To improve the system's performance and robustness in the short term, consider the following enhancements:

* **Implement a more robust Reranking Model:** Replace the current simple reranking with a more advanced model (e.g., a larger CrossEncoder) to more accurately score the relevance of retrieved documents, leading to more precise answers.
* **Add Error Handling & Fallbacks:** Implement a robust error-handling mechanism to gracefully manage cases where a tool fails (e.g., web search API is down). The system should be able to fall back to the local documents and inform the user of the issue.
* **Improve Local Data Refreshment:** Develop a simple script to periodically check for new documents in the Google Drive folder and update the FAISS index. This ensures the local knowledge base remains current without manual intervention.

# **Conclusion**

This project successfully demonstrates the power of a hybrid retrieval-augmented generation (RAG) system. By intelligently combining a local document search with a web search tool, the system can provide comprehensive and well-cited answers that go beyond a single data source. The use of a multi-step agent planner and structured report generation ensures the output is not only accurate but also easy to understand and verify. This architecture serves as a solid foundation for building more complex, domain-specific AI research assistants.


# **Future Work**

To evolve this project into a more powerful and scalable solution, consider these long-term goals:

* **Multi-Agent Collaboration:** Instead of a single agent, implement a multi-agent system where different agents specialize in specific tasks (e.g., a "Local Search Agent" and a "Web Search Agent").

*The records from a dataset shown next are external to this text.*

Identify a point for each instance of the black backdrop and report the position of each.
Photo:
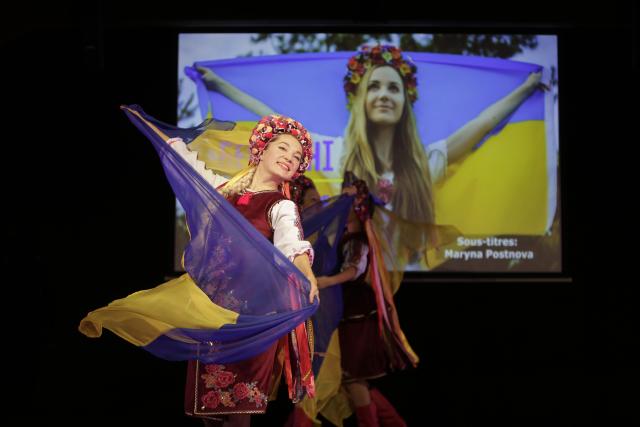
(89, 218)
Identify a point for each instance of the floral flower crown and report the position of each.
(269, 127)
(369, 57)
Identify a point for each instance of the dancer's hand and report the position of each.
(314, 293)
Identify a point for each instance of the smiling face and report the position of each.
(385, 98)
(282, 156)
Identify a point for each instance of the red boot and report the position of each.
(366, 415)
(387, 414)
(298, 419)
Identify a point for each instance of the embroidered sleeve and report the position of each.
(437, 157)
(287, 230)
(355, 255)
(198, 165)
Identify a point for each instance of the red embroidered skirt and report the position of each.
(234, 388)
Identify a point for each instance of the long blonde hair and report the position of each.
(413, 196)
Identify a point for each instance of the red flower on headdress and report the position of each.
(270, 126)
(367, 57)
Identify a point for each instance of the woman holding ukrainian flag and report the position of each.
(238, 314)
(382, 146)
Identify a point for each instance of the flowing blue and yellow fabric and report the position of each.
(507, 185)
(239, 294)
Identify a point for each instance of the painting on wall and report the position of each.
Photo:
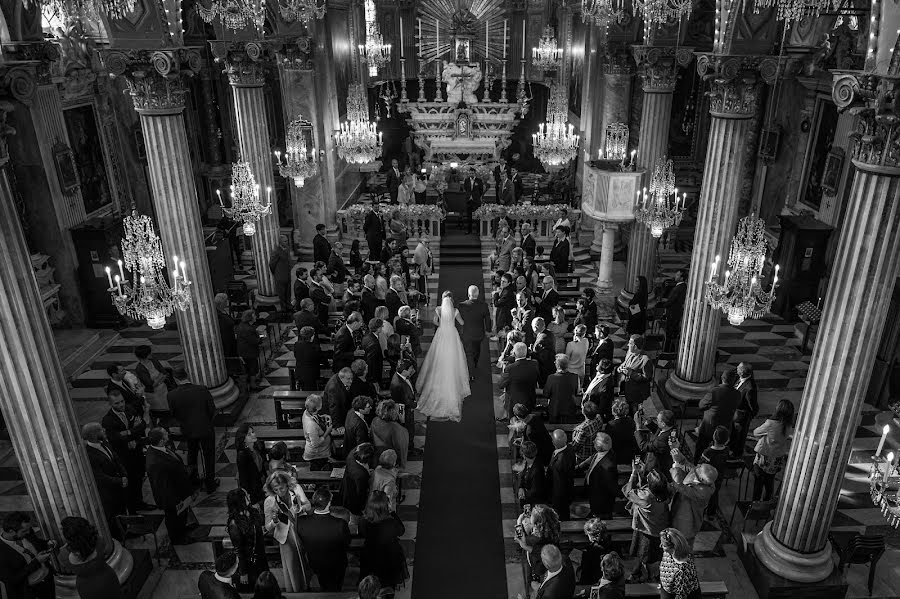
(85, 140)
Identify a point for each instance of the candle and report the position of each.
(884, 433)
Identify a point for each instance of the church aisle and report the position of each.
(459, 545)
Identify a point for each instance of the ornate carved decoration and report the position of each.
(154, 78)
(874, 98)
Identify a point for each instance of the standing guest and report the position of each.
(637, 308)
(326, 539)
(251, 463)
(153, 376)
(248, 342)
(718, 407)
(382, 554)
(601, 476)
(94, 578)
(677, 571)
(194, 409)
(127, 434)
(560, 390)
(772, 445)
(285, 502)
(109, 473)
(746, 410)
(245, 529)
(280, 267)
(561, 475)
(170, 484)
(317, 433)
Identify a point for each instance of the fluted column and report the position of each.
(867, 263)
(35, 401)
(157, 88)
(658, 68)
(246, 69)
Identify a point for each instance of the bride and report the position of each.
(443, 382)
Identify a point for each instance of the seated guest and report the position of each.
(382, 554)
(307, 359)
(219, 585)
(560, 390)
(326, 539)
(245, 529)
(601, 476)
(317, 433)
(355, 484)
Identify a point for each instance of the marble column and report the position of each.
(658, 69)
(867, 263)
(35, 401)
(157, 88)
(734, 92)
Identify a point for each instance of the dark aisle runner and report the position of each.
(459, 540)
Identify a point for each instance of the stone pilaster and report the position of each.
(34, 398)
(867, 262)
(155, 82)
(658, 68)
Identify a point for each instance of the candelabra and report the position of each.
(655, 209)
(246, 207)
(147, 296)
(298, 164)
(741, 295)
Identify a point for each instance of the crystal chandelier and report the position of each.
(302, 10)
(655, 209)
(299, 164)
(555, 143)
(374, 52)
(147, 296)
(235, 14)
(548, 55)
(357, 141)
(740, 295)
(246, 206)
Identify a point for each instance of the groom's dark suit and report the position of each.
(476, 322)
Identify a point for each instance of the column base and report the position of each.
(687, 390)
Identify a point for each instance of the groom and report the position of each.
(476, 321)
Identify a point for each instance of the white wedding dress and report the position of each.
(443, 381)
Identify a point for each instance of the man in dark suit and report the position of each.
(474, 189)
(321, 245)
(220, 585)
(355, 484)
(476, 322)
(326, 539)
(193, 407)
(127, 434)
(561, 475)
(520, 379)
(718, 407)
(601, 475)
(171, 485)
(109, 473)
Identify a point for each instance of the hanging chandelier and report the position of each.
(374, 52)
(298, 164)
(246, 207)
(302, 10)
(740, 295)
(548, 55)
(556, 143)
(235, 14)
(147, 296)
(357, 141)
(654, 208)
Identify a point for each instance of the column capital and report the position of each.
(154, 77)
(875, 146)
(658, 66)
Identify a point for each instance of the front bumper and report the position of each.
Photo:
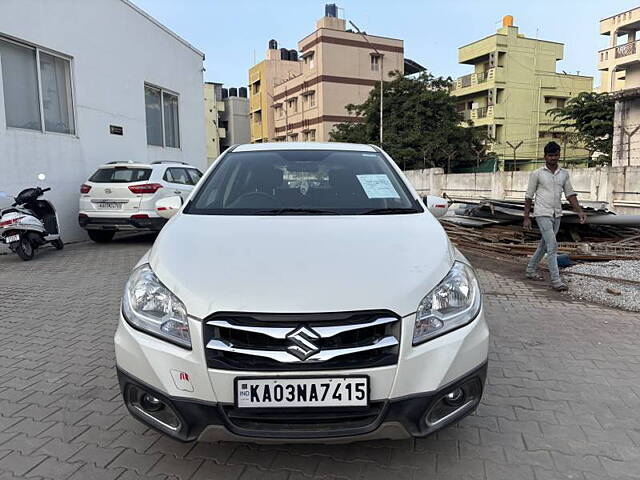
(120, 223)
(392, 419)
(400, 395)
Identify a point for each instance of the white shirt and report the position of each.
(547, 188)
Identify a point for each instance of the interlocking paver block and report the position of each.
(562, 385)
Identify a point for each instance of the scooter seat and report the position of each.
(18, 210)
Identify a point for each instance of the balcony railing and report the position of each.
(481, 112)
(626, 49)
(473, 79)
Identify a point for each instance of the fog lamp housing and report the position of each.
(454, 403)
(153, 410)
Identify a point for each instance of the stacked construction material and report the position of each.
(496, 226)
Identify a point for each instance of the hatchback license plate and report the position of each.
(302, 392)
(109, 205)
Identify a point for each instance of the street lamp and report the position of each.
(381, 74)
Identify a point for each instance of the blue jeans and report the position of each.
(548, 229)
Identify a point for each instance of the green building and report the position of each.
(512, 87)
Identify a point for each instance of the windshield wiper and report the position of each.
(296, 211)
(389, 211)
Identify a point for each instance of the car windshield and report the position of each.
(303, 182)
(120, 175)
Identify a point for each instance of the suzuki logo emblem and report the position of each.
(302, 342)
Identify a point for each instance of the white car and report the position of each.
(121, 196)
(304, 292)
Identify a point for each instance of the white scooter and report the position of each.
(29, 223)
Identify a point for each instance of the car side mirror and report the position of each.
(438, 206)
(167, 207)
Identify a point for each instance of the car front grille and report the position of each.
(301, 342)
(303, 422)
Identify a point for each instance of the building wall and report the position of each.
(213, 109)
(621, 53)
(622, 59)
(626, 133)
(341, 74)
(114, 51)
(236, 116)
(512, 99)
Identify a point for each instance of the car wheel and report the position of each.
(24, 249)
(101, 236)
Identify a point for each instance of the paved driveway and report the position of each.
(562, 400)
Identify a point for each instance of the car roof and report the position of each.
(145, 165)
(271, 146)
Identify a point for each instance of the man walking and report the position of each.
(547, 184)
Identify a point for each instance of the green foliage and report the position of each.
(422, 127)
(587, 120)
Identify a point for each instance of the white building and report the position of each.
(87, 82)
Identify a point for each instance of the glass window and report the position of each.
(195, 175)
(171, 126)
(120, 175)
(161, 106)
(375, 63)
(154, 116)
(20, 84)
(55, 74)
(307, 182)
(177, 175)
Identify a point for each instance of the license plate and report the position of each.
(109, 205)
(302, 392)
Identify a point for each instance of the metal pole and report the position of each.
(381, 75)
(381, 94)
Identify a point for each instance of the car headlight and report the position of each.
(149, 306)
(454, 302)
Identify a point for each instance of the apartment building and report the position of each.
(336, 66)
(513, 86)
(619, 67)
(235, 117)
(213, 109)
(278, 66)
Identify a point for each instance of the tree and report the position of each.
(587, 120)
(422, 126)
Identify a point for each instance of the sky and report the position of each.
(233, 33)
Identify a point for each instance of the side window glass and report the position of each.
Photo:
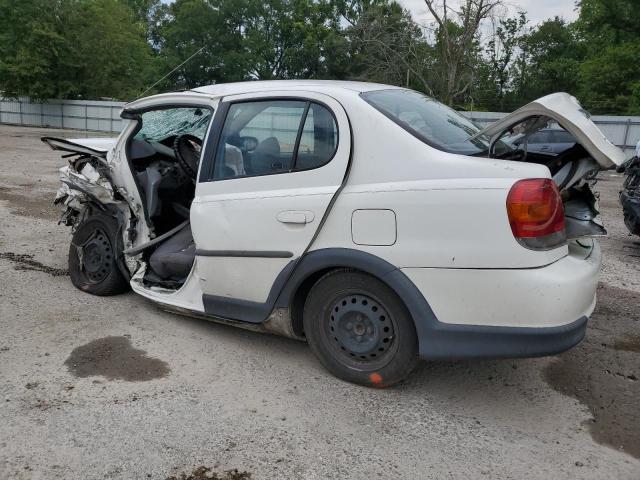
(258, 138)
(319, 138)
(158, 125)
(539, 137)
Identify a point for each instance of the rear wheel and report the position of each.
(93, 264)
(359, 329)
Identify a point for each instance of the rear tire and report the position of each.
(359, 329)
(93, 264)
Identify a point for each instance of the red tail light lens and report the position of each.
(536, 213)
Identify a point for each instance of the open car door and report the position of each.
(571, 169)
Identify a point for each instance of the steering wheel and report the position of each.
(187, 149)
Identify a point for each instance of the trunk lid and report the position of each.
(569, 114)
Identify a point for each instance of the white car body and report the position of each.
(430, 224)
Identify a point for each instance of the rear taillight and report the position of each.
(536, 213)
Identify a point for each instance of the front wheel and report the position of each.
(359, 329)
(93, 264)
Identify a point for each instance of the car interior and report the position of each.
(258, 138)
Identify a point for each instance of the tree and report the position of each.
(498, 72)
(457, 43)
(70, 49)
(609, 75)
(388, 47)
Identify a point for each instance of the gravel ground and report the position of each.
(115, 388)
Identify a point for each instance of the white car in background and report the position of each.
(370, 220)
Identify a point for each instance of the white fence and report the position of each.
(105, 117)
(621, 131)
(75, 114)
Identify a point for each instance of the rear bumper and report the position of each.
(505, 313)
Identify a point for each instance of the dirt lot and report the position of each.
(114, 388)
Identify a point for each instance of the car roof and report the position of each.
(265, 85)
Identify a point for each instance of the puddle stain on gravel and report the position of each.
(602, 371)
(206, 473)
(629, 344)
(23, 261)
(115, 358)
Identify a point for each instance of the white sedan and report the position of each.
(371, 221)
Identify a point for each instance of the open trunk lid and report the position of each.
(569, 114)
(98, 146)
(573, 170)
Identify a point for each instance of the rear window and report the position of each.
(429, 120)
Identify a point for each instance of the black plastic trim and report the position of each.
(244, 253)
(244, 310)
(438, 340)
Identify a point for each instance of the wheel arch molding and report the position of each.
(317, 262)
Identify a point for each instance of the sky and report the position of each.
(537, 10)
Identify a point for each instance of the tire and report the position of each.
(359, 329)
(93, 266)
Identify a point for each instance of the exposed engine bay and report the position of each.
(630, 194)
(163, 154)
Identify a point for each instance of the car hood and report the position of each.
(90, 146)
(567, 111)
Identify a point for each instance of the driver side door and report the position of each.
(265, 184)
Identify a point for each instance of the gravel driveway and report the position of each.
(94, 388)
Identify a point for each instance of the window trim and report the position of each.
(210, 151)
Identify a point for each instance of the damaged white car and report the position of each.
(371, 221)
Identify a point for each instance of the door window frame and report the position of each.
(216, 125)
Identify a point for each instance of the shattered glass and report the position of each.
(160, 124)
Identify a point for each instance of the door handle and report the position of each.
(299, 217)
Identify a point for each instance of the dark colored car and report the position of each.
(548, 140)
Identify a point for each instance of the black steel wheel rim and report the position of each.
(96, 257)
(360, 330)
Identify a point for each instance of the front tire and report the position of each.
(93, 254)
(359, 329)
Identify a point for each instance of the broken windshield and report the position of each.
(158, 125)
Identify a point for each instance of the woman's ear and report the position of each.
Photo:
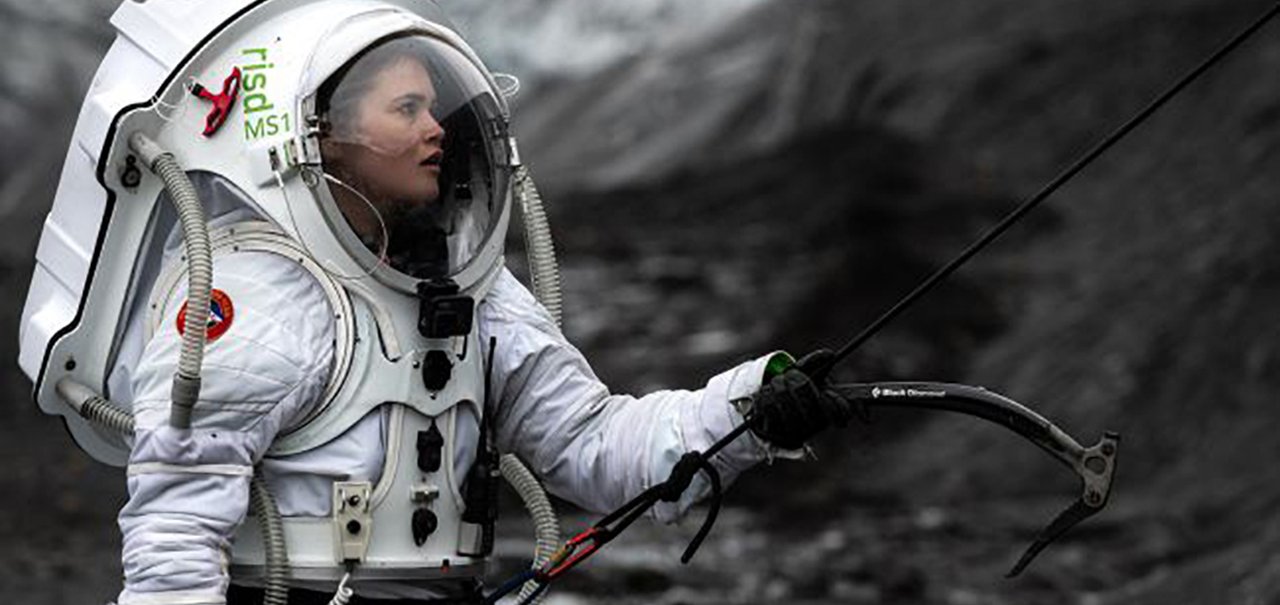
(330, 150)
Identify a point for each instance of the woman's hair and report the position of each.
(338, 97)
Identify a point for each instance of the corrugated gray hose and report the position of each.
(94, 408)
(200, 274)
(539, 244)
(544, 271)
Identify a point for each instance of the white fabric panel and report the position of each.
(261, 375)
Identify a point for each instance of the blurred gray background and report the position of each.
(732, 177)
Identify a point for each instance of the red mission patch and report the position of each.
(220, 315)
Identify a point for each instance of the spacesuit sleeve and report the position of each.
(590, 447)
(265, 366)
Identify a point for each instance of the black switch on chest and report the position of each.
(437, 370)
(424, 523)
(430, 445)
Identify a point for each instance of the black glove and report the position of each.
(799, 403)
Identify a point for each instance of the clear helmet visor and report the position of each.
(415, 169)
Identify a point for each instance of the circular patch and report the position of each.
(220, 315)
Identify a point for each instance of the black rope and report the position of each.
(694, 462)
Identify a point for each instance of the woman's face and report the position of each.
(398, 143)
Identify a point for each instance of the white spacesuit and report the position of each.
(341, 210)
(266, 372)
(325, 317)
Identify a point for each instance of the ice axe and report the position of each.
(1096, 466)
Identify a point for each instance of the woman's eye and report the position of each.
(408, 109)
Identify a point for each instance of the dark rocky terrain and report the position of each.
(780, 182)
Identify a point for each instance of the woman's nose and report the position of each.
(432, 129)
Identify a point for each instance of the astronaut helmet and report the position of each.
(415, 157)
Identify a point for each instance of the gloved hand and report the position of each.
(799, 403)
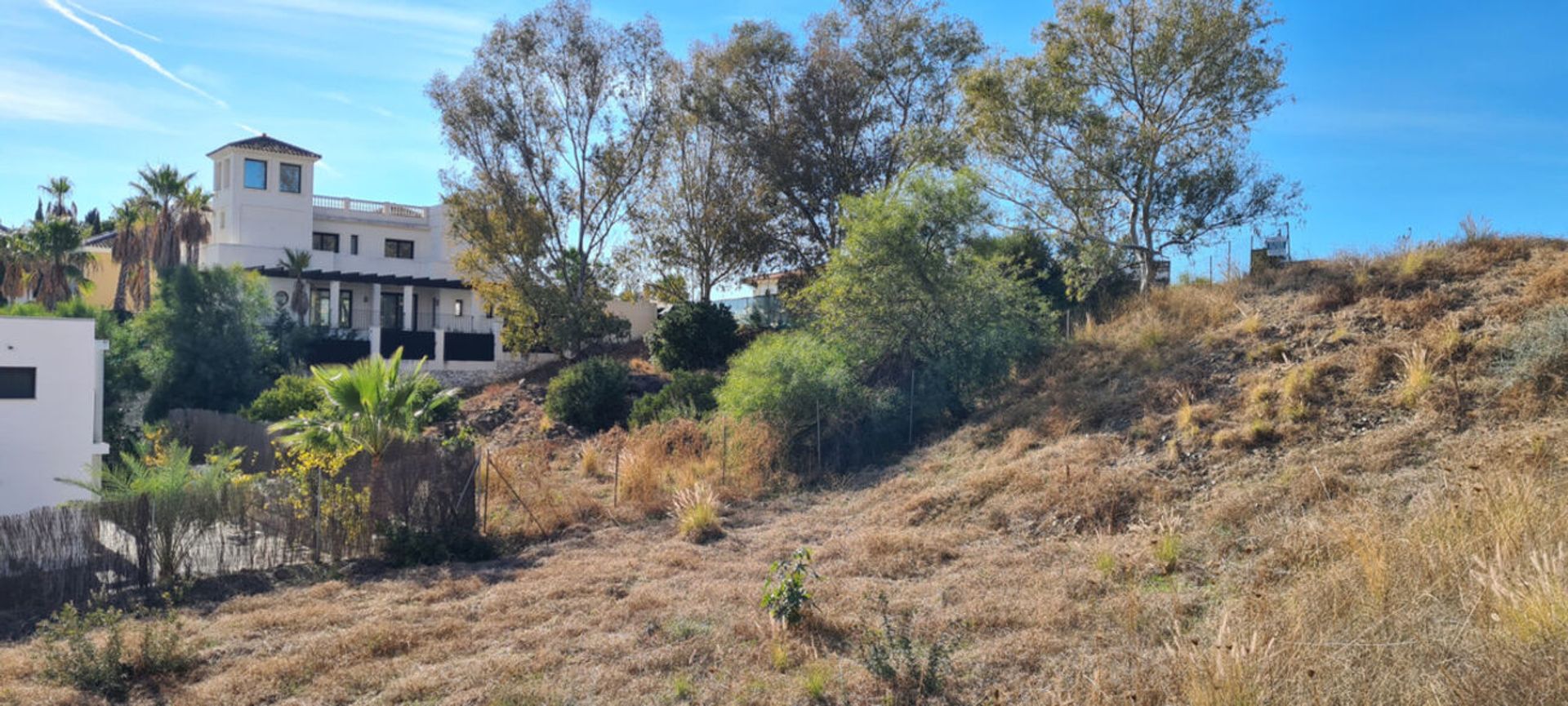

A "Planning Agent" can then orchestrate their collaboration to solve complex, multi-faceted problems.
* **Advanced Data Ingestion:** Develop a more sophisticated data pipeline that can ingest and process various data types beyond PDFs, such as web pages, emails, and database records. This would make the system more versatile for diverse use cases.
* **User Interface (UI) Development:** Create a web-based user interface to make the system accessible to non-technical users. The UI would provide a simple chat interface for queries and render the final Markdown report in a clean, readable format.